The Third Path: Tracks of Fellow Struggler, Part 3
I call this one “the road of gratitude,” and interestingly enough, it is basic to the story of Abraham and Isaac that serves as our text. Years ago, when I first started taking the Bible seriously, this whole episode used to bother me a good deal. What kind of jealous God is it, I wondered, who demands even a man’s child as a sign of devotion? As I moved more deeply into the biblical revelation, however, I came to realize that the point at issue in this event was not that at all. What God was trying to teach Abraham here and throughout his whole experience was the basic understanding that life is gift – pure, simple, sheer gift – and that we here on earth are to relate to it accordingly.
The promise that came originally to Abraham from God was literally “out of the blue.” Just as he had not been in on the creation of the world or his own birth, so Abraham had done nothing to earn the right of having a land of his own or descendents more numerous than the stars. Such a promise came as a pure gift from God. Abraham was called on to receive it, to participate in it fully and joyfully, to handle it with the open hands of gratitude.
And this, of course, was a picture of how man was meant to relate to existence itself. Life, too, is a gift, and it is to be received and participated in and handled with gratitude.
But right here is the problem. God was having to start all over again with Abraham because mankind had lost this view of life and instead had tried to earn life by the ardors of legalism, or to possess it totally as if it belonged to them alone. And all these mistaken relations served only to curdle life and make of it a crushing burden or a prison of anxiety.
The whole point in the Abraham saga lies in God’s effort to restore men to the right vision of life and a right relationship to it. Only when life is seen as a gift and received with the open hands of gratitude is it the joy that God meant for it to be.
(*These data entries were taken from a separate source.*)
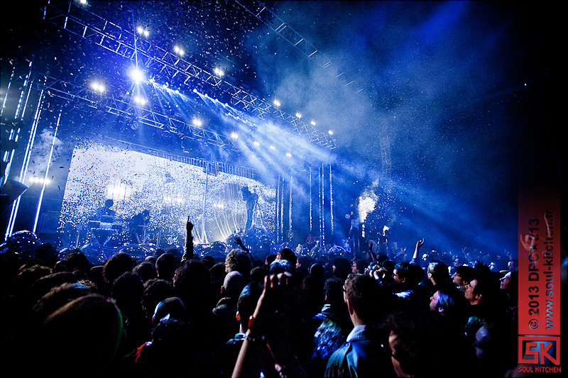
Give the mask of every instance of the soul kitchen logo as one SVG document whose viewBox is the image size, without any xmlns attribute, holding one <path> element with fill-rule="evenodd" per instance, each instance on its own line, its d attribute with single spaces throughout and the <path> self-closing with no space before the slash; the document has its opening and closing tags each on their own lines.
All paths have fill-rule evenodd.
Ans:
<svg viewBox="0 0 568 378">
<path fill-rule="evenodd" d="M 540 188 L 520 200 L 518 372 L 562 374 L 559 194 Z"/>
</svg>

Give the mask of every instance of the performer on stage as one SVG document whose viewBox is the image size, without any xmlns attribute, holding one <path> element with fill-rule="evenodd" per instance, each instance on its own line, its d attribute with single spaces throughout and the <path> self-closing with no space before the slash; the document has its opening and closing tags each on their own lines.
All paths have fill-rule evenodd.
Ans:
<svg viewBox="0 0 568 378">
<path fill-rule="evenodd" d="M 130 234 L 132 243 L 140 244 L 143 241 L 146 227 L 149 222 L 149 210 L 144 210 L 132 217 L 130 220 Z"/>
<path fill-rule="evenodd" d="M 104 206 L 99 207 L 95 211 L 95 220 L 99 221 L 99 222 L 105 222 L 107 223 L 114 222 L 116 213 L 114 212 L 114 210 L 111 209 L 114 204 L 114 201 L 110 199 L 105 201 Z"/>
<path fill-rule="evenodd" d="M 248 190 L 248 187 L 243 187 L 241 189 L 243 200 L 246 202 L 246 224 L 244 226 L 245 231 L 248 230 L 253 224 L 253 217 L 254 213 L 254 206 L 258 200 L 258 194 L 252 193 Z"/>
</svg>

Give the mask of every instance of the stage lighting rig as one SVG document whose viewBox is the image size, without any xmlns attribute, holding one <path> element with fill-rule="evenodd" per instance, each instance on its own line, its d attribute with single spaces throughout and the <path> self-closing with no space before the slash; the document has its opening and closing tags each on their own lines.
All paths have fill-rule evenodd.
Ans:
<svg viewBox="0 0 568 378">
<path fill-rule="evenodd" d="M 134 84 L 141 84 L 146 80 L 144 72 L 136 66 L 130 67 L 128 75 L 134 82 Z"/>
</svg>

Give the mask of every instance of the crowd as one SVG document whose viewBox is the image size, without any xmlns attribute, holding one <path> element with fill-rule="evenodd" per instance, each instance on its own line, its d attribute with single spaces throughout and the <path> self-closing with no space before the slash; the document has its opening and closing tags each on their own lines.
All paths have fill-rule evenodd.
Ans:
<svg viewBox="0 0 568 378">
<path fill-rule="evenodd" d="M 512 256 L 183 248 L 1 257 L 6 371 L 58 377 L 513 377 Z M 11 367 L 11 369 L 9 369 Z"/>
</svg>

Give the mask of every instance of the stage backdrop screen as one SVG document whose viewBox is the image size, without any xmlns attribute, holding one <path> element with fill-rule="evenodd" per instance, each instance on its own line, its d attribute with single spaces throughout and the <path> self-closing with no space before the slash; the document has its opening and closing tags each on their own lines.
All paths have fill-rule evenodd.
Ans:
<svg viewBox="0 0 568 378">
<path fill-rule="evenodd" d="M 273 232 L 275 189 L 239 173 L 250 169 L 190 163 L 194 161 L 82 140 L 73 151 L 59 227 L 89 229 L 96 210 L 111 199 L 116 212 L 113 232 L 126 232 L 130 219 L 147 209 L 146 243 L 182 245 L 188 216 L 196 243 L 225 240 L 245 226 L 241 190 L 248 187 L 258 195 L 256 226 Z"/>
</svg>

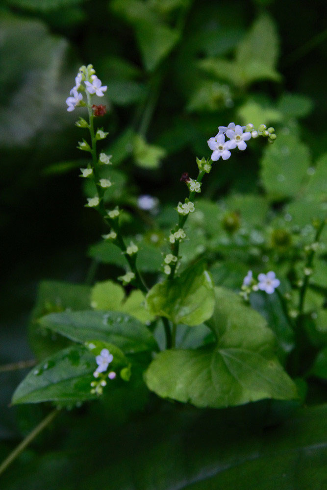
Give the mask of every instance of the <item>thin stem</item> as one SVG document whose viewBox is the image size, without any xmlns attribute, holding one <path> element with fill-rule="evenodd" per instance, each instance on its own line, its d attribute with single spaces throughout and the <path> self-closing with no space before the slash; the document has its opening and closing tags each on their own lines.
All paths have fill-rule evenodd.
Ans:
<svg viewBox="0 0 327 490">
<path fill-rule="evenodd" d="M 170 330 L 169 321 L 166 317 L 161 317 L 162 323 L 163 323 L 165 329 L 165 335 L 166 335 L 166 347 L 167 349 L 172 348 L 172 332 Z"/>
<path fill-rule="evenodd" d="M 33 439 L 38 436 L 40 432 L 51 423 L 52 421 L 59 413 L 59 411 L 56 408 L 48 415 L 45 418 L 40 422 L 38 425 L 30 432 L 28 436 L 12 451 L 9 456 L 6 458 L 2 464 L 0 465 L 0 475 L 15 461 L 15 460 L 23 452 Z"/>
<path fill-rule="evenodd" d="M 177 330 L 177 325 L 176 323 L 173 324 L 173 327 L 172 328 L 172 348 L 175 348 L 176 346 L 176 332 Z"/>
<path fill-rule="evenodd" d="M 205 173 L 206 172 L 203 172 L 203 171 L 200 171 L 199 172 L 199 175 L 198 175 L 198 178 L 197 179 L 197 181 L 198 182 L 201 182 Z M 194 202 L 194 199 L 195 198 L 195 196 L 198 193 L 196 193 L 195 191 L 193 191 L 193 192 L 191 192 L 191 191 L 190 191 L 190 195 L 188 197 L 188 199 L 190 202 Z M 177 230 L 178 230 L 179 228 L 182 228 L 183 227 L 188 218 L 188 214 L 179 215 L 179 217 L 178 218 L 178 222 L 175 227 L 176 231 L 177 231 Z M 172 248 L 172 253 L 173 253 L 173 255 L 175 255 L 176 257 L 178 257 L 178 252 L 179 251 L 179 240 L 176 240 L 175 242 L 175 243 L 173 245 Z M 175 264 L 172 264 L 171 266 L 171 271 L 170 272 L 169 275 L 168 276 L 169 279 L 174 279 L 174 276 L 175 275 L 175 271 L 176 270 L 176 267 L 177 266 L 177 263 L 178 261 L 177 262 L 175 262 Z"/>
<path fill-rule="evenodd" d="M 319 238 L 320 238 L 320 235 L 321 235 L 323 229 L 324 229 L 324 226 L 326 224 L 326 221 L 323 220 L 320 223 L 320 226 L 318 227 L 317 232 L 316 233 L 316 236 L 315 237 L 314 243 L 316 243 L 318 241 Z M 305 264 L 305 269 L 310 270 L 311 269 L 312 266 L 312 262 L 313 261 L 313 258 L 315 255 L 315 250 L 314 249 L 311 249 L 310 251 L 308 254 L 307 259 L 306 260 L 306 263 Z M 303 313 L 303 309 L 304 304 L 304 299 L 305 298 L 305 293 L 308 288 L 308 285 L 309 284 L 309 279 L 310 277 L 310 274 L 305 274 L 304 276 L 304 278 L 303 281 L 303 284 L 301 287 L 301 289 L 300 291 L 300 298 L 299 301 L 299 318 L 301 318 L 301 316 Z"/>
<path fill-rule="evenodd" d="M 36 359 L 29 359 L 28 361 L 19 361 L 18 363 L 10 363 L 0 366 L 0 372 L 8 372 L 10 371 L 17 371 L 20 369 L 32 368 L 36 364 Z"/>
</svg>

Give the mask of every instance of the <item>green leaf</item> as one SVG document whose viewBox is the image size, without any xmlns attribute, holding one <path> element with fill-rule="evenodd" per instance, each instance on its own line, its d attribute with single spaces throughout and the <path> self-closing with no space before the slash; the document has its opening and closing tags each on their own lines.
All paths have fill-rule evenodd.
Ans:
<svg viewBox="0 0 327 490">
<path fill-rule="evenodd" d="M 263 398 L 292 399 L 295 386 L 276 359 L 274 336 L 264 318 L 237 294 L 216 288 L 208 325 L 217 345 L 158 354 L 145 375 L 159 396 L 219 408 Z"/>
<path fill-rule="evenodd" d="M 180 37 L 178 30 L 161 24 L 142 23 L 137 26 L 136 31 L 143 63 L 149 72 L 169 54 Z"/>
<path fill-rule="evenodd" d="M 117 345 L 125 353 L 156 348 L 152 335 L 143 323 L 117 312 L 86 310 L 52 313 L 43 317 L 40 323 L 76 342 L 102 341 Z"/>
<path fill-rule="evenodd" d="M 180 276 L 156 284 L 147 295 L 151 313 L 174 323 L 199 325 L 210 318 L 215 299 L 212 281 L 202 264 L 192 266 Z"/>
<path fill-rule="evenodd" d="M 145 323 L 153 318 L 146 310 L 145 301 L 145 296 L 141 291 L 134 290 L 126 297 L 124 288 L 112 281 L 97 283 L 91 295 L 93 308 L 127 313 Z"/>
<path fill-rule="evenodd" d="M 28 336 L 38 359 L 42 359 L 66 347 L 67 339 L 56 336 L 40 326 L 41 317 L 67 309 L 83 310 L 90 305 L 91 288 L 84 284 L 72 284 L 59 281 L 40 283 L 36 301 L 31 315 Z"/>
<path fill-rule="evenodd" d="M 277 62 L 278 39 L 275 23 L 266 14 L 260 16 L 241 42 L 236 60 L 243 66 L 253 61 L 273 69 Z"/>
<path fill-rule="evenodd" d="M 12 403 L 74 403 L 96 398 L 91 382 L 97 364 L 84 346 L 75 345 L 47 358 L 34 368 L 14 393 Z"/>
<path fill-rule="evenodd" d="M 307 179 L 310 158 L 307 147 L 291 135 L 278 135 L 261 160 L 261 178 L 274 200 L 296 196 Z"/>
<path fill-rule="evenodd" d="M 166 155 L 163 148 L 149 145 L 144 138 L 136 134 L 133 141 L 134 157 L 136 163 L 145 169 L 156 169 Z"/>
</svg>

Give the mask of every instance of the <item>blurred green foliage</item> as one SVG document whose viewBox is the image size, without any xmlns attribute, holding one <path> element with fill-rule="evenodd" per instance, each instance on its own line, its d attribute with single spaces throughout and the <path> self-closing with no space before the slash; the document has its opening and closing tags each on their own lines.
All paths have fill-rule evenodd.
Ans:
<svg viewBox="0 0 327 490">
<path fill-rule="evenodd" d="M 183 265 L 205 254 L 215 283 L 237 290 L 249 268 L 262 270 L 261 251 L 265 266 L 284 278 L 283 293 L 302 277 L 312 220 L 326 214 L 327 35 L 320 2 L 4 0 L 0 32 L 1 364 L 32 355 L 25 338 L 37 281 L 83 282 L 88 249 L 94 266 L 102 263 L 99 281 L 122 270 L 119 252 L 95 244 L 101 225 L 83 207 L 83 195 L 93 190 L 77 178 L 85 161 L 75 148 L 76 111 L 68 113 L 65 100 L 84 63 L 93 63 L 108 86 L 103 149 L 113 155 L 116 185 L 106 199 L 126 209 L 128 234 L 141 235 L 141 270 L 151 277 L 161 261 L 173 206 L 185 195 L 180 174 L 195 176 L 195 156 L 209 156 L 207 140 L 234 121 L 272 124 L 277 139 L 267 147 L 249 144 L 214 166 L 188 222 L 192 240 L 181 247 Z M 143 194 L 160 200 L 160 230 L 136 205 Z M 325 230 L 322 241 L 326 236 Z M 281 362 L 296 342 L 301 346 L 303 365 L 291 357 L 287 367 L 306 373 L 298 388 L 302 383 L 311 404 L 327 401 L 324 259 L 319 252 L 301 339 L 276 298 L 258 293 L 251 299 L 273 326 Z M 100 300 L 96 287 L 92 294 Z M 82 288 L 80 304 L 73 304 L 72 288 Z M 33 321 L 86 308 L 91 294 L 87 286 L 43 283 L 29 331 L 39 359 L 68 344 L 49 332 L 42 337 Z M 132 314 L 135 306 L 144 315 L 134 299 L 124 311 Z M 1 457 L 42 416 L 39 407 L 7 408 L 24 374 L 0 374 Z M 109 488 L 114 481 L 117 489 L 320 490 L 327 484 L 326 405 L 300 409 L 285 420 L 297 404 L 257 402 L 218 413 L 160 404 L 140 374 L 103 404 L 63 415 L 8 471 L 3 488 Z"/>
</svg>

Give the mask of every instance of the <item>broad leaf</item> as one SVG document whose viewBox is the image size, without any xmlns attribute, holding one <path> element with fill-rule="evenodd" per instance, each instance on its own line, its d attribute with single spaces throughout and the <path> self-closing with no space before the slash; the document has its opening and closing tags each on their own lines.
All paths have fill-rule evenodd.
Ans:
<svg viewBox="0 0 327 490">
<path fill-rule="evenodd" d="M 137 290 L 132 291 L 126 298 L 124 288 L 112 281 L 97 283 L 91 295 L 91 304 L 95 309 L 127 313 L 143 323 L 153 319 L 153 317 L 145 309 L 145 301 L 143 293 Z"/>
<path fill-rule="evenodd" d="M 305 145 L 294 136 L 278 135 L 261 160 L 261 178 L 269 197 L 280 200 L 296 196 L 307 179 L 310 164 Z"/>
<path fill-rule="evenodd" d="M 52 313 L 40 320 L 44 327 L 76 342 L 94 340 L 113 343 L 125 353 L 155 349 L 155 342 L 147 327 L 136 318 L 114 311 Z"/>
<path fill-rule="evenodd" d="M 189 325 L 199 325 L 210 318 L 214 303 L 212 281 L 202 264 L 189 268 L 179 277 L 156 284 L 147 296 L 153 315 Z"/>
<path fill-rule="evenodd" d="M 146 373 L 149 389 L 163 398 L 215 408 L 297 397 L 294 384 L 275 357 L 273 333 L 238 295 L 217 288 L 208 324 L 217 344 L 160 352 Z"/>
<path fill-rule="evenodd" d="M 91 392 L 95 358 L 84 346 L 75 345 L 47 358 L 27 374 L 12 402 L 36 403 L 52 400 L 74 403 L 96 398 Z"/>
</svg>

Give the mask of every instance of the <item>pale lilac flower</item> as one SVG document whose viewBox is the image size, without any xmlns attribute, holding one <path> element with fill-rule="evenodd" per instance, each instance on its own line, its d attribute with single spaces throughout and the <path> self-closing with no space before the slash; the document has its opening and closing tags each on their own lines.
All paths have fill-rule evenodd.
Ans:
<svg viewBox="0 0 327 490">
<path fill-rule="evenodd" d="M 235 148 L 230 141 L 225 142 L 225 137 L 223 134 L 219 133 L 214 138 L 210 138 L 208 141 L 208 146 L 213 152 L 211 155 L 211 160 L 214 162 L 219 160 L 221 156 L 223 160 L 227 160 L 230 156 L 229 149 Z"/>
<path fill-rule="evenodd" d="M 249 270 L 243 279 L 243 286 L 250 286 L 252 282 L 253 274 L 252 270 Z"/>
<path fill-rule="evenodd" d="M 103 92 L 107 90 L 107 86 L 101 86 L 101 80 L 96 75 L 92 75 L 92 83 L 86 81 L 86 90 L 89 94 L 96 94 L 98 97 L 103 97 Z"/>
<path fill-rule="evenodd" d="M 98 372 L 103 372 L 106 371 L 108 366 L 114 358 L 114 356 L 110 354 L 108 349 L 102 349 L 99 356 L 96 357 L 96 361 L 98 364 L 97 371 Z"/>
<path fill-rule="evenodd" d="M 243 133 L 244 126 L 237 124 L 233 129 L 227 129 L 226 136 L 230 138 L 231 148 L 235 148 L 236 146 L 239 150 L 245 150 L 247 147 L 245 143 L 251 138 L 251 133 L 249 131 Z"/>
<path fill-rule="evenodd" d="M 82 94 L 79 94 L 75 89 L 72 89 L 70 94 L 72 97 L 68 97 L 66 99 L 66 103 L 68 106 L 67 110 L 69 112 L 74 111 L 76 106 L 78 105 L 83 98 Z"/>
<path fill-rule="evenodd" d="M 276 274 L 272 270 L 267 274 L 259 274 L 258 276 L 259 283 L 258 288 L 261 291 L 265 291 L 268 294 L 271 294 L 276 288 L 280 284 L 279 279 L 276 279 Z"/>
</svg>

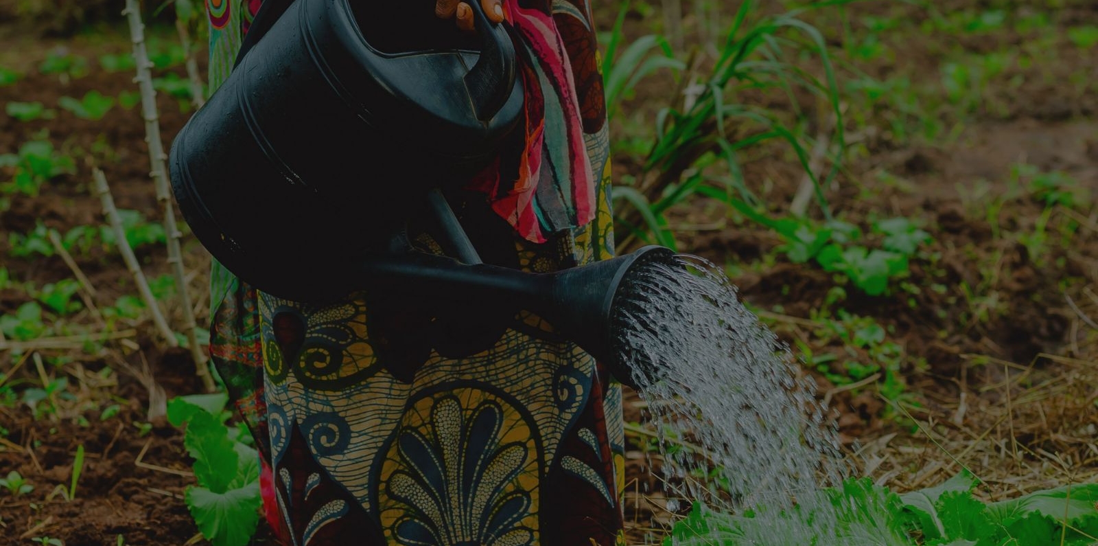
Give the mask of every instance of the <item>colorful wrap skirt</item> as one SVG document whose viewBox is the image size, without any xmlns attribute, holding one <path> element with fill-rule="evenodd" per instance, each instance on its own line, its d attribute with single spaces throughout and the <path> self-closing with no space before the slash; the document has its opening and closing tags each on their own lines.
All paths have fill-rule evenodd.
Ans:
<svg viewBox="0 0 1098 546">
<path fill-rule="evenodd" d="M 227 77 L 259 5 L 206 0 L 211 87 Z M 485 261 L 547 272 L 608 258 L 590 8 L 504 7 L 526 59 L 524 131 L 451 205 Z M 438 252 L 426 233 L 410 233 Z M 256 438 L 265 513 L 284 544 L 621 544 L 620 386 L 537 315 L 488 305 L 436 322 L 369 290 L 305 304 L 216 263 L 211 289 L 211 355 Z M 498 324 L 489 337 L 461 326 L 485 321 Z"/>
</svg>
And these were the truths God was seeking to emphasize as he waited so long to send Isaac and then asked for him back. Did Abraham realize that all was gift, and not something to be earned or to be possessed, but received, participated in, held freely in gratefulness?
This is the most helpful perspective I have found in the last weeks. And of all the roads to travel, it offers the best promise of being a way out.
Here, in a nutshell, is what it means to understand something as a gift and to handle it with gratitude, a perspective biblical religion puts around all of life. And I am here to testify that this is the only way down from the Mountain of Loss. I do not mean to say that such a perspective makes things easy, for it does not. But at least it makes things bearable when I remember that Laura Lue was a gift, pure and simple, something I neither earned nor deserved nor had a right to. And when I remember that the appropriate response to a gift, even when it is taken away, is gratitude, then I am better able to try and thank God that I was ever given her in the first place.
Even though it is very hard, I am doing my best to learn this discipline now. Everywhere I turn I am surrounded by reminders of her – things we did together, things she said, things she loved. And in the presence of the reminders, I have two alternatives: dwelling on the fact that she has been taken away, I can dissolve in remorse that she is gone forever; or, focusing on the wonder that she was given to us at all, I can learn to be grateful that we shared life, even for an all-too-short ten years. Only three choices, and believe me, the only way out is the way of gratitude. The way or remorse does not alter the stark reality one whit and only makes matters worse. The way of gratitude does not alleviate the pain, but it somehow puts some light around the darkness and builds strength to begin to move on.
Now, having gone full circle, I come back to caution you not to look on me this morning as any authority on how to conquer grief. Rather, I need you to help me on down the way, and this is how: do not counsel me not to question, and do not attempt to give me any total answer. Neither one of those ways works for me. The greatest thing you can do is to remind me that life is a gift – every last particle of it, and that the way to handle a gift is to be grateful. You can really help me if you will never let me forget this fact, just as I hope maybe I may have helped this morning by reminding you of the same thing. As I see it now, there is only one way out of this darkness – the way of gratitude. Will you join me in trying to learn how to travel this way?